Zlib::GzipReader and multiple compressed blobs in a single stream

luislavena · January 29, 2011, 12:10am

Hi,

I’m trying to inflate a set of concatenated gzipped blobs stored in a
single
file. As it stands, Zlib::GzipReader only inflates the first blob. It
appears that the unused instance method would return the remaining data,
ready to be passed into Zlib::GzipReader, but it yields an error:

method `method_missing’ called on hidden T_STRING object

What could be going on here?

On a related note, Zlib::GzipReader#{pos,tell} returns the position in
the
output stream (zstream.total_out) whereas I am looking for the position
in
the input stream. I tried making zstream.total_in available but the
value
appears to be 18 bytes short in my test file, that is, the next header
is
found 18 bytes beyond what zstream.total_in reports.

Does anybody know how to make the library return the correct offset into
the
input stream so multiple compressed blobs can be handled?

Thanks,
Jos

Jos_B · January 30, 2011, 6:29pm

On 01/28/2011 05:09 PM, Jos B. wrote:

Hi,

I’m trying to inflate a set of concatenated gzipped blobs stored in a single
file. As it stands, Zlib::GzipReader only inflates the first blob. It
appears that the unused instance method would return the remaining data,
ready to be passed into Zlib::GzipReader, but it yields an error:

method `method_missing’ called on hidden T_STRING object

What could be going on here?

I’m not sure what’s going on, but I was hoping you could solve your
problem by running something like this:

File.open(‘gzipped.blobs’) do |f|
begin
loop do
Zlib::GzipReader.open(f) do |gz|
puts gz.read
end
end
rescue Zlib::GzipFile::Error
# End of file reached.
end
end

Unfortunately, Ruby 1.8 doesn’t appear to support passing anything other
than a file name to Zlib::GzipReader.open, and Ruby 1.9 seems to always
reset the file position to the beginning of the file prior to starting
extraction when you really need it to just start working from the
current position. So it doesn’t appear that you can do this with the
standard library.

As part of a ZIP library I wrote, there is a more general implementation
of a Zlib stream filter. Install the archive-zip gem and then try the
following:

gem ‘archive-zip’
require ‘archive/support/zlib’

File.open(‘gzipped.blobs’) do |f|
until f.eof? do
Zlib::ZReader.open(f, 15 + 16) do |gz|
gz.delegate_read_size = 1
puts gz.read
end
end
end

This isn’t super efficient because we have to hack the
delegate_read_size to be 1 byte in order to ensure that the trailing
gzip data isn’t sucked into the read buffer of the current ZReader
instance and hence lost between iterations. It shouldn’t be too bad
though since the File object should be handling its own buffering.

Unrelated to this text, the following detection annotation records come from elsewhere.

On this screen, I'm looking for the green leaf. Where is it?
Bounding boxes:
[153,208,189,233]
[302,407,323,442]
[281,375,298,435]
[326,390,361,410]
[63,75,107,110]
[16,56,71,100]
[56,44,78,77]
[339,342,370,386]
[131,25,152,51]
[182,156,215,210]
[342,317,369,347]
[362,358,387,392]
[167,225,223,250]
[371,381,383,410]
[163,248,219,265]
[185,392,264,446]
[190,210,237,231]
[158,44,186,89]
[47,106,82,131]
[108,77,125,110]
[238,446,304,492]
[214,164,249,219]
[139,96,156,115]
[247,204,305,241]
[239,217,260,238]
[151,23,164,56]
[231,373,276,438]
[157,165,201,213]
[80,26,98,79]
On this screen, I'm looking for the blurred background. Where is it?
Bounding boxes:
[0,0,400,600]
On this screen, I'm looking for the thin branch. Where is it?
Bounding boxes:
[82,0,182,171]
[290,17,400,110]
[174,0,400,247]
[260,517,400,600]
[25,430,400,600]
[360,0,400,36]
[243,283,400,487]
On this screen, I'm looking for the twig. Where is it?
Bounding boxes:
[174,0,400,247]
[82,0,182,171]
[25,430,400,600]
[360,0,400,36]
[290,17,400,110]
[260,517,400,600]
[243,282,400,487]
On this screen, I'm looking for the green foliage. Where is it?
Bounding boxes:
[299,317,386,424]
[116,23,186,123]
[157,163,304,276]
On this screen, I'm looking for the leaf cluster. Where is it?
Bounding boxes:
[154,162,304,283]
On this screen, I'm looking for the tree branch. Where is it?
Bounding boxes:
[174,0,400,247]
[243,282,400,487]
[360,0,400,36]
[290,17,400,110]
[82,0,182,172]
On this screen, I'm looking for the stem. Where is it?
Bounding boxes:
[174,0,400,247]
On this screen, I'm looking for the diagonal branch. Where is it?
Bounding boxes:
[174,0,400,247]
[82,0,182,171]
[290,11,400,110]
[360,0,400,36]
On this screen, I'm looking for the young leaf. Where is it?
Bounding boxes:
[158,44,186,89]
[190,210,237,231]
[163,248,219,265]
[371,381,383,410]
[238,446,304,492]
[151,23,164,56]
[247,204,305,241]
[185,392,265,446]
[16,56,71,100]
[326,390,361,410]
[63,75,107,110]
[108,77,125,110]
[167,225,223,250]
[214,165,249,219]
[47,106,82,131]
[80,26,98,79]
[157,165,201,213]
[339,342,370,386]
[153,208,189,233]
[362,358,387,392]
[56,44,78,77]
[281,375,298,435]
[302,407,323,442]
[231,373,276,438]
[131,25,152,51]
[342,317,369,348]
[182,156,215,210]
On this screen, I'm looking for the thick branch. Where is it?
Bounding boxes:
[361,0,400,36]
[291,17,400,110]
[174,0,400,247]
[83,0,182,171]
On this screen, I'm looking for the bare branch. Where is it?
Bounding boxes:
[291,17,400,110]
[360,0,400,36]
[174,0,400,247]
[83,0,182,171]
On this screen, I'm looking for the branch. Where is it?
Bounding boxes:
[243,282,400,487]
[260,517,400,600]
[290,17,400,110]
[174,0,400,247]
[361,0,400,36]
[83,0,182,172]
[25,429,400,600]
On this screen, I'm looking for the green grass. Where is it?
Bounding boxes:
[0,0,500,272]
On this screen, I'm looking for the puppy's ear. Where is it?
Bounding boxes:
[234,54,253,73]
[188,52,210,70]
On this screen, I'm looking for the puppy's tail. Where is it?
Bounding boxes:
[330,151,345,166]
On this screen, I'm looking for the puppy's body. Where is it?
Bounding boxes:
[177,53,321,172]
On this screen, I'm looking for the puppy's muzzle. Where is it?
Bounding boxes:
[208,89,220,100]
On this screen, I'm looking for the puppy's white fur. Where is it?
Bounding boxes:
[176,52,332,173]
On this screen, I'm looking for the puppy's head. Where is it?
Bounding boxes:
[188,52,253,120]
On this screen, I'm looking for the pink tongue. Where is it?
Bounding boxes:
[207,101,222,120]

BTW, I wrote some pretty detailed documentation for Zlib::ZReader. It
should explain what the 15 + 16 is all about in the open method in case
you need to tweak things for your own streams.

On a related note, Zlib::GzipReader#{pos,tell} returns the position in the
output stream (zstream.total_out) whereas I am looking for the position in
the input stream. I tried making zstream.total_in available but the value
appears to be 18 bytes short in my test file, that is, the next header is
found 18 bytes beyond what zstream.total_in reports.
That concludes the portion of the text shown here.